Winchester, an American Legend

(Critical Survey of Contemporary Fiction)

This volume is an extraordinarily handsome celebration of the 125th anniversary of the Winchester rifle, Model 1866, which inaugurated the fabulous series of longarms that changed the course of American history. The Winchester 73 was immortal long before it was the hero of the famous movie (released in 1950) starring Jimmy Stewart. The repeating mechanisms that were developed from 1873 to 1876 established the Winchester family as the most prestigious gunmakers of the last quarter of the nineteenth century.

Wilson not only traces the history of the famous Winchester series of longarms; he also provides the background of a great range of shotguns and firearms and supplies important details on the design creations of John Browning. There is a useful chapter on “Collecting the Winchester Heritage” and an unusual appendix that lists serial numbers and years for all models.

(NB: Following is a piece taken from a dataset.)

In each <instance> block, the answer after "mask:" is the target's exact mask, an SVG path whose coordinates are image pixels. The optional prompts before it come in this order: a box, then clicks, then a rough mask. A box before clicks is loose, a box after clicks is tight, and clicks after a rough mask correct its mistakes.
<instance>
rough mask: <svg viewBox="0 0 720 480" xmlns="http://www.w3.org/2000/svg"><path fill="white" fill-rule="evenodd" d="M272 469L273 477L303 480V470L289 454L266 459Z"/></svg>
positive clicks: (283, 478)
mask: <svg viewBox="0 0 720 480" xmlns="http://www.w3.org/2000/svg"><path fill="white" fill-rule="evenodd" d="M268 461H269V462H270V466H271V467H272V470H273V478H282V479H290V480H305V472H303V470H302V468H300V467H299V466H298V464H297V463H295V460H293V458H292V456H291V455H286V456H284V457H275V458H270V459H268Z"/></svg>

The founder of the Winchester firm, Oliver Fisher Winchester, was born in 1810 on a remote New England farm. This world-renowned industrialist and entrepreneur was a generous patron of Yale University. His son, William Wirt, invented a reloading tool in 1874 which greatly boosted the usefulness of the already popular 1873 rifle. The tool removed the exploded primer, inserted the new primer, and fastened the ball in the shell—at the same time swaging the entire cartridge to the exact form, and with absolute safety.

Oliver’s son-in-law, Thomas Fray Bennett, a Winchester vice-president, realized that the genius of the great Mormon gunmaker, John Moses Browning, represented the greatest threat to the ascendancy of the Winchester firm in the world of gun production. Bennett forged an association with Browning that brought all his inventions and ideas to the firm. Browning, who eventually sold forty guns designs to Winchester, invented the automatic pistol, rifle, and shotgun; he was also a pioneer in the development of machine guns and automatic cannon.

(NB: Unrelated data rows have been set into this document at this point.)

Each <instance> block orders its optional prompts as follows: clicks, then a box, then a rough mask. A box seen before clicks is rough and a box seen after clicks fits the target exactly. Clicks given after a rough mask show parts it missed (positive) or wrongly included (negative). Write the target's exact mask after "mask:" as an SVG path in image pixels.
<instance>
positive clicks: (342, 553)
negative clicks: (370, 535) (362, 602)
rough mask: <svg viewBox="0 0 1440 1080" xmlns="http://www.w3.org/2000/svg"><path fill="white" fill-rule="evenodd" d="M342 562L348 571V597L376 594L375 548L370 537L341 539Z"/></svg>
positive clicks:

Highly finished arms, engraved with intricate designs, became both a source of revenue and a means of advertising. The name Winchester was soon associated with prestigious collecting at the same time that the reputation of the firm’s weapons for state-of-the-art firepower was attracting an increasing range of military contracts.

The countless photographs in splendid color of all the important longarms from the earliest days to the most recent collector’s treasure make this volume a rare treat for all lovers of beautiful guns.